The bullet train is not just a super fast method of mass transportation but a concise symbol of post-war Japan’s path to economic prosperity. fetching up in the 1960s as the nation began to cast off the lingering traces of its wartime defeat and return to the world stage as the host of the 1964 olympics, the bullet train network allowed Japan to ride its own rails into the future. All of this economic prosperity, however, was not evenly distributed. Where large corporations expanded, the small businessman was squeezed, manufacturing suffered, and the little guy felt himself left out of the paradise promised by a seeming economic miracle.

Thus our three bombers are all members of this disenfranchised class, disillusioned with a cruel society and taking aim squarely at the symbol of their oppression. Takakura’s Okita is not so much a mad bomber as a man pushed past breaking point by repeated betrayals as his factory went under leading him to drink and thereby to the breakdown of his marriage. He recruits two helpers – a young boy who came to the city from the countryside as one of the many young men promised good employment building the modern Tokyo but found only lies and exploitation, and the other an embittered former student protestor, angry and disillusioned with his fellow revolutionaries and the eventual subversion of their failed revolution.

Their aim is not to destroy the bullet train for any political reason, but force the government to compensate them for failing to redistribute the economic boon to all areas of society. Okita seems to have little regard for the train’s passengers, perhaps considering them merely collateral damage or willing accomplices in his oppression. Figuring out that something is wrong with the train due to its slower speed and failure to stop at the first station the passengers become restless giving rise to hilarious scenes of salarymen panicking about missed meetings and offering vast bribes to try and push their way to the front of the onboard phone queue, but when a heavily pregnant woman becomes distressed the consequences are far more severe.

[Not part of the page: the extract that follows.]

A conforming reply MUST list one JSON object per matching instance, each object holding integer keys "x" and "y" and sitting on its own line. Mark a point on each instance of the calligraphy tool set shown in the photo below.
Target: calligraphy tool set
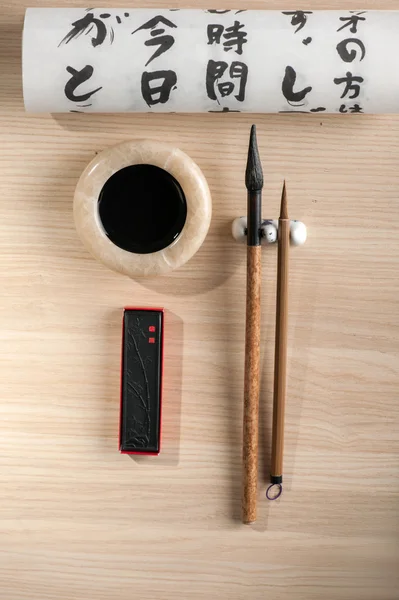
{"x": 254, "y": 232}
{"x": 144, "y": 208}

Left alone to manage the situation by himself, the put upon controller does his best to keep everyone calm but becomes increasingly frustrated by the inhumane actions of the authorities from his bosses at the train company to the police and government. Always with one eye on the media, the train company is more preoccupied with being seen to have passenger safety at heart rather than actually safeguarding it. The irony is that the automatic breaking system poses a serious threat now that speed is of the essence but when the decision is made to simply ignore a second bomb threat it’s easy to see where the priorities lie for those at the top of the corporate ladder.

Okita and his gang are underdog everymen striking back against increasing economic inequality but given that their plan endangers the lives of 1500 people, casting them as heroes is extremely uncomfortable. Sato keeps the tension high despite switching between the three different plot strands as Okita plots his next move while the train company and police plot theirs even if he can’t sustain the mammoth 2.5hr running time. A strange mix of genres from the original disaster movie to broad satire and angry revolt against corrupt authority, The Bullet Train is an oddly rich experience even if it never quite reaches its final destination.